Efficient Pub/Sub Storage Mangaement for Big Data

Publish/Subscribe systems allow subscribers to monitor for events of interest generated by publishers. Current publish/subscribe query systems are efficient when the subscriptions (queries) are relatively static – for instance, the set of followers in Twitter – or can fit in memory. However, an increasing number of applications in this era of Big Data and Internet of Things (IoT) are based on a highly dynamic query paradigm, where continuous queries are in the millions and are created and expire in a rate comparable, or even higher, to that of the data (event) entries. For instance moving objects like airplanes, cars or sensors may continuously generate measurement data like air pressure or traffic, which are consumed by other moving objects.

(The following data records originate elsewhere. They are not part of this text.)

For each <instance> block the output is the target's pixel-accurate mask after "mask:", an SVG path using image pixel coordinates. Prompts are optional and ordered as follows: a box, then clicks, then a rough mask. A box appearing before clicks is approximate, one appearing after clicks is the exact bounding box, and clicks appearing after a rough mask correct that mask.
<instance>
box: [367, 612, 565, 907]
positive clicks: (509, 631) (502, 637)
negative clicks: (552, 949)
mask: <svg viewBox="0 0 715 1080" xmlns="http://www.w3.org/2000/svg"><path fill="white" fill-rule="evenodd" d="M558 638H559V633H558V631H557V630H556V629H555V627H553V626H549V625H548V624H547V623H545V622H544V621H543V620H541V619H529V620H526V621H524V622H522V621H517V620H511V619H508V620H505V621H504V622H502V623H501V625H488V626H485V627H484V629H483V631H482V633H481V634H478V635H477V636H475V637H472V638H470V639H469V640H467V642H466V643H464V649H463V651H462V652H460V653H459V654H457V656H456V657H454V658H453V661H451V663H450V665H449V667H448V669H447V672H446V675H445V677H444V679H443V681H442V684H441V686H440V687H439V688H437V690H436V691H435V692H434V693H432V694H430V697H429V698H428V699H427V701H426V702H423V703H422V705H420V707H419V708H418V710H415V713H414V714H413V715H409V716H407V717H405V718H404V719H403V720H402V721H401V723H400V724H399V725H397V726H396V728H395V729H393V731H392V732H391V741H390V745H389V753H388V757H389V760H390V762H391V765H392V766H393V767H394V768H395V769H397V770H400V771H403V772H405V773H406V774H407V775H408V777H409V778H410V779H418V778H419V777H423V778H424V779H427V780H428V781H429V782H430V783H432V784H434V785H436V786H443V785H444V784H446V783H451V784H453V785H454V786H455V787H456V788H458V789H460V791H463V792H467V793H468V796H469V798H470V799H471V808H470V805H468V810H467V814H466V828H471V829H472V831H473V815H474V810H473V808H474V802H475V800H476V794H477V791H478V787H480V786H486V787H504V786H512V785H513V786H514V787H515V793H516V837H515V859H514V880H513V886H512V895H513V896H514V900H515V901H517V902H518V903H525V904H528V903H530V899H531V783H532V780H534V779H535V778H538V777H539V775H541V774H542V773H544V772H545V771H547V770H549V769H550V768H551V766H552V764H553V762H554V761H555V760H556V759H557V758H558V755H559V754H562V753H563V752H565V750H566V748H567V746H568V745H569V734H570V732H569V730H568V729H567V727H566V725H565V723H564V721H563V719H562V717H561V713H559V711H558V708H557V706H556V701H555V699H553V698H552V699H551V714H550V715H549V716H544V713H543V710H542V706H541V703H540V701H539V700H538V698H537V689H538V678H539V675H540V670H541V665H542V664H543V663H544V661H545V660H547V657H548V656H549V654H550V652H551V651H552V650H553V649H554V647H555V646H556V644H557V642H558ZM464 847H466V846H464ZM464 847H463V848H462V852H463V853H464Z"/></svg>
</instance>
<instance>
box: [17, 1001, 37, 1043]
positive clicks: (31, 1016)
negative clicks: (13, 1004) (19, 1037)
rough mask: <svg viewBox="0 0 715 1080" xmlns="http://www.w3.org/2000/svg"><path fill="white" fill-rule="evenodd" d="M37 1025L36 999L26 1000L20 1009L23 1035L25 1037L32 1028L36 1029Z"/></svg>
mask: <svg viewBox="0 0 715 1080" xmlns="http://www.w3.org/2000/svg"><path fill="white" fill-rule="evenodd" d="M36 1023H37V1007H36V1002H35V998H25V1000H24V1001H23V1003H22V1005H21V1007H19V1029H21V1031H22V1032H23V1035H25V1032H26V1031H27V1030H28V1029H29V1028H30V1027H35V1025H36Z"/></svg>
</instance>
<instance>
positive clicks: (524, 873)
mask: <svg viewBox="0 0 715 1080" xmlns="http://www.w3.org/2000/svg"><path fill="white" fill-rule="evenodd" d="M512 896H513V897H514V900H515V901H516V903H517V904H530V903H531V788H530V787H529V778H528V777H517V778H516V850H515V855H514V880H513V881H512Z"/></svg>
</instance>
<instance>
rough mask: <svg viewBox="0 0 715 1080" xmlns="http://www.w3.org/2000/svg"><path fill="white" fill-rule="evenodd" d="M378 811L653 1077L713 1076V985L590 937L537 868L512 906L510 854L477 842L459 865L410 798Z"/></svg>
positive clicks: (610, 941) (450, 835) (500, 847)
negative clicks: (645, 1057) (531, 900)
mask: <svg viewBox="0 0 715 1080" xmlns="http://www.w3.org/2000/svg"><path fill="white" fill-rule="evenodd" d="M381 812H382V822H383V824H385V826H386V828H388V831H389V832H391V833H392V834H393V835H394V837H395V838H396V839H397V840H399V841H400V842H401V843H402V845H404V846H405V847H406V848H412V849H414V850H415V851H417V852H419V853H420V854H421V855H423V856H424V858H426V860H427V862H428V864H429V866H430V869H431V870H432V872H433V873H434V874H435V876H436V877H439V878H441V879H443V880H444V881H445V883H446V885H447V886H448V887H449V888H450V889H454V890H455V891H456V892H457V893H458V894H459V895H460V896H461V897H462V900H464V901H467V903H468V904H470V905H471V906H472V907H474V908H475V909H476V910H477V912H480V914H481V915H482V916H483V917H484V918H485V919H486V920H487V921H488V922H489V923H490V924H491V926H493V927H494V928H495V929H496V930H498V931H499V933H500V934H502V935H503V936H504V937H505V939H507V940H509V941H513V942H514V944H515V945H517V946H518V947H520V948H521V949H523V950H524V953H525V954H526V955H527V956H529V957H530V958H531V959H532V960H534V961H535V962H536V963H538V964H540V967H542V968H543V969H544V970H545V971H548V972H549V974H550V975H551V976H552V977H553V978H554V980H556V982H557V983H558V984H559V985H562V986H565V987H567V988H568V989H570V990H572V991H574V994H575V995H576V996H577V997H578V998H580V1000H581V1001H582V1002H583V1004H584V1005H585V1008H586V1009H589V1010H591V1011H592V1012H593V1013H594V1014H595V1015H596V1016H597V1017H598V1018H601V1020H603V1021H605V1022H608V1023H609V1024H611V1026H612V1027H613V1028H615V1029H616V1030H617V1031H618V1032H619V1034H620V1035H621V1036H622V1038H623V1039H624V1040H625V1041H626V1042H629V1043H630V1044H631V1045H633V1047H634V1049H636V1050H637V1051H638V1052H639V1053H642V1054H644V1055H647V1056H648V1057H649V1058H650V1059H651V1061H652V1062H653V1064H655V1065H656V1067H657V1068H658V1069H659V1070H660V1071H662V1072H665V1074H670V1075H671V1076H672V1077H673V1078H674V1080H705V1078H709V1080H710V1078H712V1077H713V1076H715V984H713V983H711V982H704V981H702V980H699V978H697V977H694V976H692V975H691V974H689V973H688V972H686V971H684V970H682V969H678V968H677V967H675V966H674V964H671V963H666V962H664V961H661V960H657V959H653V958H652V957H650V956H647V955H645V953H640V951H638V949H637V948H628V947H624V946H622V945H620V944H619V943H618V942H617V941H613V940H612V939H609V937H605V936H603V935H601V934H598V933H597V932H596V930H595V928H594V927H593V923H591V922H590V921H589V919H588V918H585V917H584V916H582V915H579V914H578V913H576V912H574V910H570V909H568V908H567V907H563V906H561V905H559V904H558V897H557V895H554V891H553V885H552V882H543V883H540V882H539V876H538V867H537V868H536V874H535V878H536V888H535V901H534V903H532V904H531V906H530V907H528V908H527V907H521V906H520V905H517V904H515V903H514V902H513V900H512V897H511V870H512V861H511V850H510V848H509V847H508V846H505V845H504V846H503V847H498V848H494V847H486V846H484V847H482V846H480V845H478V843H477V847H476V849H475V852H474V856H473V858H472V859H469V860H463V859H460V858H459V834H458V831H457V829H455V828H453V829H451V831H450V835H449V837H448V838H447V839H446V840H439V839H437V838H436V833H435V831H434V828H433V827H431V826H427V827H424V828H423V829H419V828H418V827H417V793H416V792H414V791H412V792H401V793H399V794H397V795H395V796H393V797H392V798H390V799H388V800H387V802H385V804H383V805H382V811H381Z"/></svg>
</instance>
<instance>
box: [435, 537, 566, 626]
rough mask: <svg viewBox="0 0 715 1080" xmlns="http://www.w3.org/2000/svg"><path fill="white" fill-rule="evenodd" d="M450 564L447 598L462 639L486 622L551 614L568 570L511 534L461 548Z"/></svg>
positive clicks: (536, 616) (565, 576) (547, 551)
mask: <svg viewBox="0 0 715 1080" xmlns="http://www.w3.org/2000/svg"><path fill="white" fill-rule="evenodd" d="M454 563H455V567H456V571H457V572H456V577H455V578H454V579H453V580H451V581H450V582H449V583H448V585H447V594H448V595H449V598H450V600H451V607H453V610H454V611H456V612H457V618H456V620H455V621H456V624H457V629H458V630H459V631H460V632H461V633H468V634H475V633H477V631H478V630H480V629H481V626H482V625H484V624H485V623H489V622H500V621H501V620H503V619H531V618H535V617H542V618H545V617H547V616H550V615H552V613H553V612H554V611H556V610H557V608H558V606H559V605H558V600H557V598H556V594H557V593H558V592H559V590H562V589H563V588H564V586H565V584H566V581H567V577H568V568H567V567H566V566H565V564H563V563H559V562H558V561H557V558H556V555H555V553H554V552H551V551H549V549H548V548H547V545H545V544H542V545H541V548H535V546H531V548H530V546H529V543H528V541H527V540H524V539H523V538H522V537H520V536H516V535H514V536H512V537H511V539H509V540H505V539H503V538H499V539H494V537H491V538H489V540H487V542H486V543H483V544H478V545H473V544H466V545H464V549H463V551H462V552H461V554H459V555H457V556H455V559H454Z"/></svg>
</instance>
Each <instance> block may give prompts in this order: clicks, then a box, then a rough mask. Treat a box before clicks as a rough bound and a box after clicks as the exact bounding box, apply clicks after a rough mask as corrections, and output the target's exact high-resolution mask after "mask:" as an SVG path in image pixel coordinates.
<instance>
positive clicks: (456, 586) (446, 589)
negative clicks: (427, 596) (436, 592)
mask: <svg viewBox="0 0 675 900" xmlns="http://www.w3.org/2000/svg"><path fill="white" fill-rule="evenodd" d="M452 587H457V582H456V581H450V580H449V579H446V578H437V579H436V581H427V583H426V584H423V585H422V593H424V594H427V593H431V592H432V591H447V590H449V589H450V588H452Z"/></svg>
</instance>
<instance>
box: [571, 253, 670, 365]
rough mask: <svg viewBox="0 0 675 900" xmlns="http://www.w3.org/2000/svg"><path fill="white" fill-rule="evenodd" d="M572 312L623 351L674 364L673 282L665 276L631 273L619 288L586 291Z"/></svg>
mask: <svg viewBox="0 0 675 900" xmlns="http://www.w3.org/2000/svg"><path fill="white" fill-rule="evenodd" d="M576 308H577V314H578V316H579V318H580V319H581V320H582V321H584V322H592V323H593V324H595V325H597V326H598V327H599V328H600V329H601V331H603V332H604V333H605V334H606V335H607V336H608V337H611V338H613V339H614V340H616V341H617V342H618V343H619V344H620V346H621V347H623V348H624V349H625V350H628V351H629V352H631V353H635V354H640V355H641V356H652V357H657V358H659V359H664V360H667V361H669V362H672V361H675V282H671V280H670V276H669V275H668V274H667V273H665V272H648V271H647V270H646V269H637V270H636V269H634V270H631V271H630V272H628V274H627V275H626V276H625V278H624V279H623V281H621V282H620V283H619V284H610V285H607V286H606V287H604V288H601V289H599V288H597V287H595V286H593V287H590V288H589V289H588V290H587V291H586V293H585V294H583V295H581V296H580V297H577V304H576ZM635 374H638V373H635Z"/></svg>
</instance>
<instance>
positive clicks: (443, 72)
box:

In this Project, we propose and compare several publish/subscribe storage architectures, based on the popular NoSQL Log-Structured Merge Tree (LSM) storage paradigm, to support high-throughput and dynamic publish/subscribe systems. Our methods naturally support queries on both past and future data, and generate instant notifications, which are desirable properties missing from many previous systems. Further, we show how hierarchical attributes, such as concept ontologies, can be efficiently supported; for example, a publication’s topic is “politics” whereas a subscription’s topic is “US politics.” We implemented and experimentally evaluated our methods on the popular LSM-based LevelDB system, using real datasets. Our results show that we can achieve significantly higher throughput compared to state-of-the-art baselines.


This project is partially supported by NSF grants IIS-1447826 and IIS-1619463.